La mañana se hace larga, se extiende en miles de pasos, miles de pies que caminan por calles angostas, altas, con edificios oscuros, gentes de traje, con urgencia de recados que se pierden en construcciones laberínticas, con entrepisos fríos, con ascensores que descienden hacia buhardillas misteriosas, con insignias extrañas, fotografías grasientas, recortes de diarios viejos, cuajados en colonias baratas y entregados a un aire viciado, en una oscuridad rancia, pérfida. Fabián me cuenta que no es difícil encontrar droga en estas calles. “Los porteros, los porteros la llevan Mariela”. ¿Cómo es posible?, Estos hombres son alegres, sonrientes, relucen a la mitad de sol que les cae, un sol obstruido, reprimido, que entibia de la cintura para arriba. No acabo de pensarme todo esto, y me doy cuenta que efectivamente estamos entrando en un edificio antiguo, descendimos. Ante nosotros en la planta baja, enmohecida por la humedad, un hombre de unos 50 años nos mira insistentemente. Todo es muy simple, “dinero-mercancía-filosofía”, me dice Fabián, barata y callejera, ambas, la marihuana y la filosofía. Volvemos a la calle, las fuentes de soda nos empiezan a recibir con sus olores a carne con papas fritas, a escalopas, colaciones, chorrillanas, desayunos y toda clase de aromas que colman la estrechez de Prat, de Condell, de Blanco.
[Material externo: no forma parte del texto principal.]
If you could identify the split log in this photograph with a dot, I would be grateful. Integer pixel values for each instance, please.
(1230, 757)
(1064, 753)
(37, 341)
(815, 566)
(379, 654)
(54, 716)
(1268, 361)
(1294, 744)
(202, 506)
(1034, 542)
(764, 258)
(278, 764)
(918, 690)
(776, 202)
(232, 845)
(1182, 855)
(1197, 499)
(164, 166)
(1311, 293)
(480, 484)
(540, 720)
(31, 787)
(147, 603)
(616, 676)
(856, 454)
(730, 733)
Por Urriola vemos bajar estudiantes de arte, se les cacha al vuelo, otros se pelean una esquina pa retratar el Turri, otros andan hediendo a pescado, y otros simplemente “andan pasados a caca” según Fabián.
La niebla matutina ya se ha disipado por completo. El sol azota la costa, cada cuadra de sombra es interrumpida por una fracción de luz. De aquí no me voy, de aquí no nos iremos nunca, esta ciudad retiene nuestras mentes. Ahora parece que el cerro se nos va a venir encima, con su arquitectura imposible, con sus casitas colgando, con sus gentes pendiendo, pendiente del mar, pendientes de ti y de mí. Tu edad me refiere a tu nombre, y tú nombre a tu rostro, pero tú no tienes rostro, eres una postal de luces continuadas, titilando en una cámara con filtro especial. Déjame quedarme a tus pies, déjame morir aquí, en tu falda, en tus rodillas. ¿Eres una persona o una ciudad?, ¿De dónde eres Fabián? ¿Existes? Te veo caminar conmigo, alzo la vista y no te veo, pero te siento. No me abandonarás nunca ¿verdad? Caminaremos eternamente, tú me sanaste, la vida te debo. Volveré a ti cada día, a agradecerte con mis pies desnudos, a bañarme en tu mar. Y cuando el final esté cerca, me iré como la poetiza, cuando la espuma me abrace, mi último pensamiento, mi última mirada, serán para ti.